Chloé se dirige vers un DEC en comptabilité et gestion au cégep Montmorency dans le but éventuel d'ouvrir une boutique ou un café dans la Ville de Tremblant. Elle a 18 ans, est végétarienne et est éprise de la planète. Au travers de ses gestes et de son écriture, elle tente de changer les mentalités.

Je regarde l’homme en complet-cravate pour m’assurer de son identité. Ses traits sont creusés et son sourire est faux. Je le reconnais parfaitement. Il croise mon regard - il m’a repérée à cause de l’insistance de mes yeux sur son visage blême - et je m’empresse de pencher timidement la tête sur la paperasse de mon bureau, comme si de rien n’était. Après un court instant, je l’observe de nouveau. Je comprends qu’il ne m’a pas reconnue, du moins n’a-t-il pas réagi en me voyant. J’imagine que je ne suis pas la seule femme avec qui il a discuté à Montréal! J’imagine aussi qu’il en a amplement courtisés et que ses yeux ont provoqué des peines d’amour en rafale, autant chez les femmes que chez les hommes.

Sous les quatre alvéoles du logo de Desjardins, l’horloge annonce 16h36. Dans un peu moins de 40 minutes, je pourrai enfin quitter le bureau. Ma collègue passe en arrière de moi et, voyant que quelque chose cloche à cause de la moue que je fais, elle me demande : « Qu’est-ce qu’il y a, Nathalie? » Je réponds à ma copine de bureau par une question: « Qui est cet homme? » Elle me répond calmement que « cet homme » est un des hauts dirigeants de la coopérative. Son supérieur. L’angoisse me traverse tout le corps. Je sais que cet individu est un ancien membre de l’Ordre du Temple Solaire. Un article de journal que j’ai lu apprenait aux lecteurs que plusieurs dirigeants de Desjardins et d’Hydro-Québec avaient été membres de l’OTS. Personne ne semblait être responsable des événements et aucun nom n’avait été dévoilé publiquement. Me voilà plongée dans mes lointains souvenirs.

 

Je suis assise sur un des bancs du Parc Jean-Talon. Ma bicyclette est là et attend que je l’enfourche de nouveau pour parcourir le trajet de retour par la piste cyclable. J’observe la foule bigarrée des passants et j’apprends ainsi à découvrir la métropole. Montréal n’est pas comme les Laurentides.
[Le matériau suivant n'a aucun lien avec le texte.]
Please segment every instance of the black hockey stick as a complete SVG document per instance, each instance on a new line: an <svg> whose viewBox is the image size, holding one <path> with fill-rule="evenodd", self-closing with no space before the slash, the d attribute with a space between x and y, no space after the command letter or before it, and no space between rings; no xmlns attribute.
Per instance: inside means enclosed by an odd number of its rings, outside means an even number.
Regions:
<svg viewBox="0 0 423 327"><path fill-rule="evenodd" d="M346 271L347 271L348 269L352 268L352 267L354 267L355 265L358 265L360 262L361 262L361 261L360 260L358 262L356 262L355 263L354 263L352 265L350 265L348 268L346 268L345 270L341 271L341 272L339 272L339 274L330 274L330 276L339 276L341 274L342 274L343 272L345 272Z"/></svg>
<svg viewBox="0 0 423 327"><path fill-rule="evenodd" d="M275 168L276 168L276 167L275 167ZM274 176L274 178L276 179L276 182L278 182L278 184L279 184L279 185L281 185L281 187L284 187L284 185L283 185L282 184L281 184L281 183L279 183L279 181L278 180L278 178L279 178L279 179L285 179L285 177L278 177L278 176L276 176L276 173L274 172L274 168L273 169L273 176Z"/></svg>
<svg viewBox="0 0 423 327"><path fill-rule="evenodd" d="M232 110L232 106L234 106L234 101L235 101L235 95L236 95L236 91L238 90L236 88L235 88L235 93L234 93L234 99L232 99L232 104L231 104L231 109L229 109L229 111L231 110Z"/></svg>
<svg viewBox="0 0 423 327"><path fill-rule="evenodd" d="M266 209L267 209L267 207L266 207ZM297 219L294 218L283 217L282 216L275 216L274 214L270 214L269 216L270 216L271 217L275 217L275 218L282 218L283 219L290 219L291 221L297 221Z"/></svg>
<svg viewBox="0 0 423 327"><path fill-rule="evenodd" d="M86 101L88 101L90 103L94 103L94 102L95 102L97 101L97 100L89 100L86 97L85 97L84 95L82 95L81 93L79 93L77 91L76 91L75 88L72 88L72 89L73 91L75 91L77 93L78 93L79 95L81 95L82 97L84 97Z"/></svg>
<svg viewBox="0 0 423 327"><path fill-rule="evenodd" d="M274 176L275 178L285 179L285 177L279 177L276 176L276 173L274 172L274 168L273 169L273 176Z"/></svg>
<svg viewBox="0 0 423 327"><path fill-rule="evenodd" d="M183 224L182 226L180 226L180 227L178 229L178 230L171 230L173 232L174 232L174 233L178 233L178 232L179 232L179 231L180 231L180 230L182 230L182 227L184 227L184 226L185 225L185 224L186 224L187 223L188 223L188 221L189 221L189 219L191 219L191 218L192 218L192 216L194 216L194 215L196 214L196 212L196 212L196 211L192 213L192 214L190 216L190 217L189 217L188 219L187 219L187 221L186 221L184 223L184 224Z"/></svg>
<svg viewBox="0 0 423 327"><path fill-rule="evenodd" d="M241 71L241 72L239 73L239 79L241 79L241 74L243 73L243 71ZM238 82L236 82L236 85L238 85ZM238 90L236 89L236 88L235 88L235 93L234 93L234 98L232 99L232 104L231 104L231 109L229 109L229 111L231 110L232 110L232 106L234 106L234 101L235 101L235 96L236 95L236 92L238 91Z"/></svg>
Il y a toute sorte de gens. Quelqu’un se détache de la foule pour se poster entre moi et la lumière du soleil de l’été 1993.

- Tu me sembles bien seule. Est-ce que je peux m’asseoir avec toi? demande l’inconnu qui baigne dans un halo lumineux.

Enfin, quelqu’un qui ose converser à Montréal, pensais-je. Je croyais que les gens ne se risquaient même pas à se regarder.

- Oui, si vous le désirez.

Je laisse une place sur le banc, à côté de moi, pour l’individu. Il est plus vieux que moi d’une dizaine d’années et il montre une aisance certaine à parler aux étrangers.

- Es-tu souvent seule?

- Non. Pas toujours. Parfois… 

Je rougis. Pour une raison qui m’échappe, j’ai très envie de plaire à cet homme.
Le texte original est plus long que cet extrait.